4. Decision-Making Data Attack • Integer Overflow exploit on multiple SSH servers allows attacker to log on as root. • Client responds to root password request with packet formulated to trigger overflow in the detect_attack() function :) • Overflow corrupts value of the boolean flag: authenticated to non-zero value. Done.
Defensive Techniques that Don’t Work • StackSheild won’t work, no address change. • IDS System Call Tracing? Won’t work, unchanged. • Non-Executable-Memory protections? Irrelevant. No injected code. • Memory/Type Safety Enforcement Can prevent some NCD attacks but with very high overhead and migration costs, currently unsuitable for high-traffic network applications.

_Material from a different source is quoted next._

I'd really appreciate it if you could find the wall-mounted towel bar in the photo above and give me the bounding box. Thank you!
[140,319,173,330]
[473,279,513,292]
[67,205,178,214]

Defensive Techniques & Mitigations • StackGuard and FormatGuard are still effective against both attacks using those initial exploits. • Minimize lifetime of critical data structures or reinitialize w/safe values (e.g. authenticated). • Encrypt sensitive configuration data.
Other Potential Defenses/Research • PointGuard (pointer encryption compiler technique). Still needs work. • Address-Space randomization. • Helpful but will not stop determined attack. • Taintcheck - partially effective. • Brutal overhead cost (5-37x), false-positives • Extend IDS to include data-flow analysis (in addition to control-flow). • Heuristic analysis of function parameter signatures.
Conclusions • IDS based on just Control Flow integrity insufficient. • Current defensive techniques are not comprehensive, and only provide partial coverage of NCD exploits. • No generic memory protection available at a reasonable (runtime) cost. • Safer running closed-source apps??